Avrupa’da motorlu kara taşıtlarının ortalama yaşı yaklaşık 12,6; Japonya’da ise 8,7 yıldır. Ülkemizde otomobildeki ÖTV oranları, yeni araç alımını engelleyen önemli bir neden olduğunu rahatlıkla söyleyebiliriz. Döviz kurundaki dalgalanmalar ise araç fiyatlarını 10 yılda 4-5 kat artırmış durumda. Maalesef yaşlı araçlar, daha fazla yakıt tüketip karbondioksit salınımı da yapıyor. Maliyetini hesaba katmıyoruz bile…
Araç sayısının 31 milyonu aşması, pek çok sorunu da beraberinde getiriyor.
Trafik, başlı başına bir sorun hâline gelmişken bir de artan araç sayısı hem yol güvenliği hem de çevre üzerinde önemli etkilere sahip. Karbon ayak izi, gürültü kirliliği gibi durumları hesaba katmıyoruz. Peki ekonomik etkileri ne durumda?
Bir yandan otomotiv sektörü satışları ve vergi gelirleri artarken, öte yandan trafik sıkışıklığının ve ithal yakıt tüketiminin yarattığı maliyetler söz konusu. Türkiye’de araçların büyük bir kısmı benzin, motorin veya LPG gibi yakıtlar tüketiyor. Bu yakıtların önemli bir bölümü ise ithal ediliyor. Araç sayısı arttıkça, ülkenin toplam akaryakıt tüketimi de artmakta, bu da dış ticaret açığını olumsuz etkiliyor.
Neden Avrupa’da araç sayısı yüksek olmasına rağmen sorunlar daha az?
Cevap çok basit, Avrupa’daki araçların %60’ı 5 yaş altında. Bu oran ise ülkemizde %15. Üstelik toplu taşıma kültürü, Avrupa’da ve Japonya’da araç sahipliğinden çok daha yaygınken ülkemizde çok düşük.
2030’da ise araç sayısının 40 milyonu aşması bekleniyor. Ancak bu oranın artması, ülkemize kıyasla dünyada da hızla artması demek. Tüm bu artışın bırakacağı olumsuz etkileri en aza indirmek için de elektrikli araç teşviki, yaşlı araçların temizlenmesi gibi uygulamalar getirilmeli.

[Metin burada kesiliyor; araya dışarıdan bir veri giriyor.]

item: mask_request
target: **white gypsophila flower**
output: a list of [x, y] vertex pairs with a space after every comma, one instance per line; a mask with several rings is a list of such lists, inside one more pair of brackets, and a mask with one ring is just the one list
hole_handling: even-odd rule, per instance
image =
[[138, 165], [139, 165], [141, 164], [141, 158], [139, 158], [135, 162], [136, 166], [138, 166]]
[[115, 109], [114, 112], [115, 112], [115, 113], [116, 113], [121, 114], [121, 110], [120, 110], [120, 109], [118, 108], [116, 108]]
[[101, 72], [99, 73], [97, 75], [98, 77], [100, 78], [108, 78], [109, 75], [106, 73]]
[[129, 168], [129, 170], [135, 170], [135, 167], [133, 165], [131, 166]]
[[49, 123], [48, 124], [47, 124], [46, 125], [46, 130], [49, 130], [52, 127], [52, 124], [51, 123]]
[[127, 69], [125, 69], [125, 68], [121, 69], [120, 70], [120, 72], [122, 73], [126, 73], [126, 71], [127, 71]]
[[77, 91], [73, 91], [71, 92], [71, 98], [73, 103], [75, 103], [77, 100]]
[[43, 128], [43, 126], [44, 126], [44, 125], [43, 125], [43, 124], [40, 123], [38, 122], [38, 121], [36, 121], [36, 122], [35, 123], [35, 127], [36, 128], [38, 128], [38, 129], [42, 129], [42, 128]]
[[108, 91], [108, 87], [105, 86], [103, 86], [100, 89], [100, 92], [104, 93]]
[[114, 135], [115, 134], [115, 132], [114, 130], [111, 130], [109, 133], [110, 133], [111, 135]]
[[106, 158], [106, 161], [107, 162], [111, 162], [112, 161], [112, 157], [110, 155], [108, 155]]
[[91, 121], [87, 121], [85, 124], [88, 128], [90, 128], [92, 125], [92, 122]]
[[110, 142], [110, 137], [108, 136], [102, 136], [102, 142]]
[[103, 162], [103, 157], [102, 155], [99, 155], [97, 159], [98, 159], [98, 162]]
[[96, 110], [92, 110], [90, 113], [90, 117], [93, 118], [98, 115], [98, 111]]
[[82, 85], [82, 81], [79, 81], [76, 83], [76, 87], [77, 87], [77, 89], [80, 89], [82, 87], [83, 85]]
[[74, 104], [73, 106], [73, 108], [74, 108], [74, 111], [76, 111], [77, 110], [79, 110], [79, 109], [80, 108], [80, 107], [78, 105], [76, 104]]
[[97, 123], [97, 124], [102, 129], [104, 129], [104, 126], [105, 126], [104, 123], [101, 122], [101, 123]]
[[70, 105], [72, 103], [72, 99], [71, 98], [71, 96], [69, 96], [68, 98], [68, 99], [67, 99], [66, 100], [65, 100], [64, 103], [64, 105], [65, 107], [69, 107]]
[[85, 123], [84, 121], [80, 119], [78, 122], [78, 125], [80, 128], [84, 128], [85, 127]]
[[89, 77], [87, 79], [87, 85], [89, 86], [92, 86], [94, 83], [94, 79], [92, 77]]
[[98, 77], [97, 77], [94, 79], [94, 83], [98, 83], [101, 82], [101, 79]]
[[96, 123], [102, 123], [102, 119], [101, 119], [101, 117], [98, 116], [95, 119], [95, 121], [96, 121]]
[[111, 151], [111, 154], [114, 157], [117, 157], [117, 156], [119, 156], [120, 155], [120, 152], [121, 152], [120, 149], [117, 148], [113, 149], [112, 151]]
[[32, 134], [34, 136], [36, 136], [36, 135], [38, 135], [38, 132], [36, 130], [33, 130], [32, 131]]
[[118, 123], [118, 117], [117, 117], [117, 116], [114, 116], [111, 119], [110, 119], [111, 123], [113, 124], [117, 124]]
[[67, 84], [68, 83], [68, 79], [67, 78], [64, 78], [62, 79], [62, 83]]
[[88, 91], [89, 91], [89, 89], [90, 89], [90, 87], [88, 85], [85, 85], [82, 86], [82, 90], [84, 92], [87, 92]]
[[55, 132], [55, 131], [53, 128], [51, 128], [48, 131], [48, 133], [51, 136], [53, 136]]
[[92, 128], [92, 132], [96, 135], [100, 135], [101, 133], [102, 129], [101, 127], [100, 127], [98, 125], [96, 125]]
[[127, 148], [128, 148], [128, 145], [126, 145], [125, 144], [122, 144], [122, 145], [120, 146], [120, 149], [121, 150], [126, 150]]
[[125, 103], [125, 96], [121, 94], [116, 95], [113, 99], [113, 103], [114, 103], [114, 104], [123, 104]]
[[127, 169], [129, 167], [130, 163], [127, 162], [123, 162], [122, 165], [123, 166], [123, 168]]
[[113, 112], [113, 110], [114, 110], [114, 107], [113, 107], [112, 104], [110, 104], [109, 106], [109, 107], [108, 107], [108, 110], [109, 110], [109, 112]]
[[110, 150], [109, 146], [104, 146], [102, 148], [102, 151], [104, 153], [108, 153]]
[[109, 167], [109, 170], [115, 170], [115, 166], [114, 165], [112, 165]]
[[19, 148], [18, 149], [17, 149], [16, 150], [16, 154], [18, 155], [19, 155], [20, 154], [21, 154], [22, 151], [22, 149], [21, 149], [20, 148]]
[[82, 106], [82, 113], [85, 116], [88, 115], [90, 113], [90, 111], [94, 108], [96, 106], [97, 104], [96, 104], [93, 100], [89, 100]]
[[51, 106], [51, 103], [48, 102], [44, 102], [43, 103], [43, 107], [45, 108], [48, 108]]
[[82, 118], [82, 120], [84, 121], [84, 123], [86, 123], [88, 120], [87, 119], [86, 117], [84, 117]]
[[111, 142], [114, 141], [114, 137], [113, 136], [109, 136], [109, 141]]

Aslında tabloya geniş bir perspektiften bakınca, Türkiye’deki araç sayısının, Avrupa ve ABD’nin çok gerisinde olduğunu kolaylıkla görebiliriz. Asıl anlaşılması gereken, ülkemizde yaygın olan yaşlı araçların bu sayıyı şişirerek yanılsamaya yol açtığı.